Darwinism

Jul 07, 2007 08:16


You know, there are certain situations that prove to me, without a shadow of a doubt, that Darwin's Theory of Evolution is true. There are nights that I can go out to a bar, and truly see that survival of the fittest is present. Guys, each vying to be the potential suitor for a particular female, take turns making their best sales pitch. (Side note... Isn't that all that "picking someone up" at the bar is: a sales pitch? First dates are HUGE sales pitches too). Girls realizing that the guy isn't for them, politely smile but respectfully decline the invitations from the multiple gentlemen until they find the one that they feel is the best fit (or the one that is at least adequate). Well, last night definitely wasn't one of those nights.
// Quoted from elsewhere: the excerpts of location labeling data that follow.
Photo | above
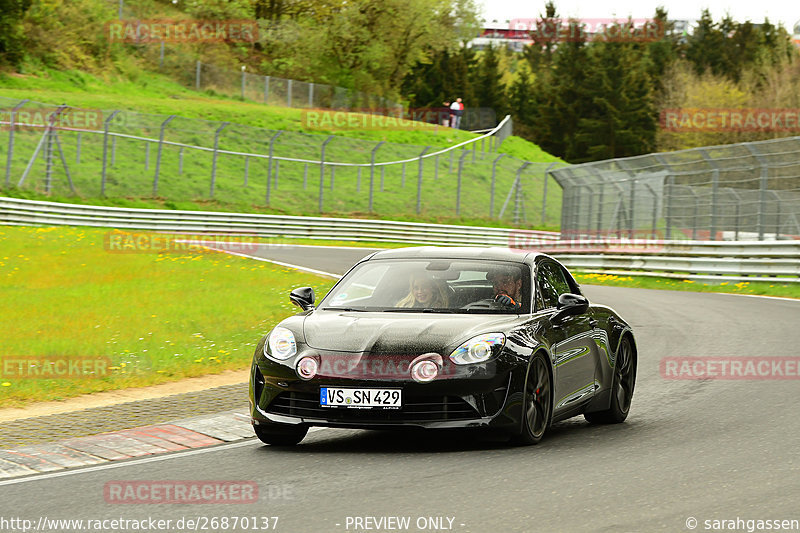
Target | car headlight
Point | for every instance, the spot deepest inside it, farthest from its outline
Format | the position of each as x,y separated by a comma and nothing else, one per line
281,344
478,349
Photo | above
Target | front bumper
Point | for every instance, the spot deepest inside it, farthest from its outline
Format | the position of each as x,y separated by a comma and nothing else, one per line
484,397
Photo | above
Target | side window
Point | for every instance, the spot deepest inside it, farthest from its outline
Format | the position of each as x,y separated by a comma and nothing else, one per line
559,280
573,285
548,295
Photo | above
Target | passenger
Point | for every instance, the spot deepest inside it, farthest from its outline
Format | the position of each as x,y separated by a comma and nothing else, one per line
507,285
425,292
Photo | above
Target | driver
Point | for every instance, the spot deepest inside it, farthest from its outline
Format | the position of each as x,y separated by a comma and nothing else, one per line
507,285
Working the floor, I had the chance to directly observe Lexington's finest rockin out to the sounds of the Talking Heads cover band Same As It Ever Was (good band by the way). I was shocked and awed to see the various couples at the bar. I mean seriously, how do some of these guys do it? And, how do some of these girls go for these guys? What makes them look at those guys and say, wow that's someone that I think would be cool to be with. Has Darwinism adapted and evolved itself due to societal influences skewing our idea as to what the best mate would be.
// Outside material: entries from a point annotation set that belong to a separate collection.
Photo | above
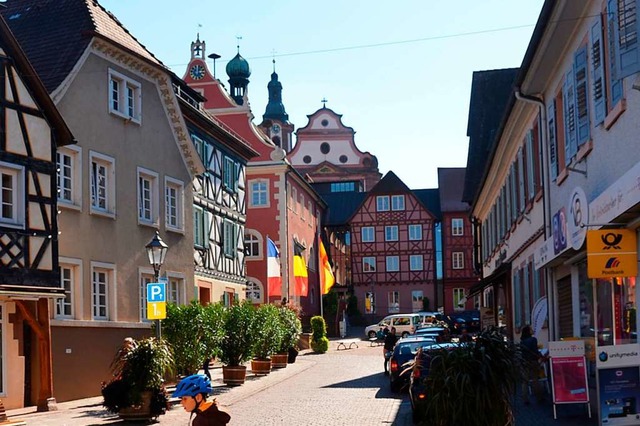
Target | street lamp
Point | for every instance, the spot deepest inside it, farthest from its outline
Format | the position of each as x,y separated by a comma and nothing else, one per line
156,251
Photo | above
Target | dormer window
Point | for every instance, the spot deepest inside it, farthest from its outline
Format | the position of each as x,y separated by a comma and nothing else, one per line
125,97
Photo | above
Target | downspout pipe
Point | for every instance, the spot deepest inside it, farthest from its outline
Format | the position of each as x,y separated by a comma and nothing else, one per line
546,183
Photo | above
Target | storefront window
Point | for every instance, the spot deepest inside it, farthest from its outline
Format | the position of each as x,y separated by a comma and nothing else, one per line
616,311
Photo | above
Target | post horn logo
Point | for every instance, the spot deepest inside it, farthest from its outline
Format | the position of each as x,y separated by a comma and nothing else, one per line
611,240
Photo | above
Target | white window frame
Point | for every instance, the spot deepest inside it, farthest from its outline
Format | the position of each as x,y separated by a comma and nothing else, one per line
252,240
148,216
17,202
457,260
457,226
368,234
382,203
397,202
259,195
391,233
415,232
229,239
73,172
392,263
174,221
393,301
416,262
110,292
125,98
369,264
109,164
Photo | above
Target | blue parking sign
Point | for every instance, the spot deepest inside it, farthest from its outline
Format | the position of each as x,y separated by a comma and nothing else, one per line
156,292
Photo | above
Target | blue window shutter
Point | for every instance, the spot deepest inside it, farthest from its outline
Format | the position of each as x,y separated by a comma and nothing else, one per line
553,141
628,49
581,97
568,97
615,83
597,71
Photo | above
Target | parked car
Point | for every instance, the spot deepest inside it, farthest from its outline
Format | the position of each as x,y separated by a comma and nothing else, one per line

Not to be all self depricating, but it's nights like last night that make me wonder why I've been having trouble with women. Yes, I will concede that many of my recent problems have been self-inflicted injuries, but still. Not that I felt like the women last night would be good fits for me, I'm just using them as a metaphor for the bigger picture.

Since it has been forever since my last real post, let's catch up as to how I got to where I am now. 
1. Classic story of guy and girl together in relationship, guy blinded to all the signs of things going wrong because he's so in love, guy's heart broken, girl gets over it way too easily which makes guy more heart broken, etc... 
Am I a hopeless romantic? Probably, but at least I'm finally over it. Looking back, I can understand how she was scared that we were getting to that all important crossroads in our relationship even if we weren't trying to be there. Neither one of us were really trying to make it to those crossroads, but the forces around us kept bringing us there and reminding us of it. Therefore, we were doomed to make the decision. She made hers, I get it. Life goes on. 
(side note: although people believe that I am still broken up about it all. I'm not. To be completely honest, the only thing that annoys me is how easily I could be completely cut out of someone's life that I had been so close to. For two years, every day was spent either talking to or spending time with one person. It takes some time to get used to not doing that. I mean, seeing that person and not being able to talk to them, on purely a friendship level, is akward at best. I never wanted it to be that way. One day I hope we can be friends. I believe that there is always one relationship that truly screws everyone up. And that one relationship is the one used to measure all other relationships. That just happened to be mine.) 
2. Don't get me wrong, I've tried to date other people since. It just hasn't been going my way. Either timing is off, distance is off, or other forces of nature are working their magic to keep me single. (by the way, my favorite rejection is the same one that has haunted me since high school... "you're totally the guy I want to marry, but not the guy I want to date right now." Really? Thanks!) To make a real "meat head" metaphor. For a while I felt like Maverick in "Top Gun." Goose (the relationship) had died and Maverick had a hard time letting go (hence the multiple "you gotta let him go" lines in the movie). When it counted though, and people's lives were on the line, Maverick finally let go, "reengaged," and saved the day. The only difference is that I feel like I've had my time to let go, I've dealt with my demons, but there's nothing to "reengage" to. There's no huge battle where I have to fly my F-14 on the seat of my pants and defend America from the Migs. I feel like I've shown up to the fight and everyone is gone. Like, oops dude, you should have been here a couple months ago.

So how did I get to all of that from couples at the Dame? I don't know. Hey, it's just how my mind works.

Funniest moment of the night was when all the dudes showed up at the end and took off their shirts because it was so hot in the Dame. And then all the girls that came up to them, but were sad when they realized there was no way they had a shot with these guys. In other words, these guys showed up together, and they'd be leaving together.

So after all this work at the Dame, I got home at 4:30. I then woke up at 6 to make it to the radio station to do the Equine Forum.

I'm looking forward to Saturday night though.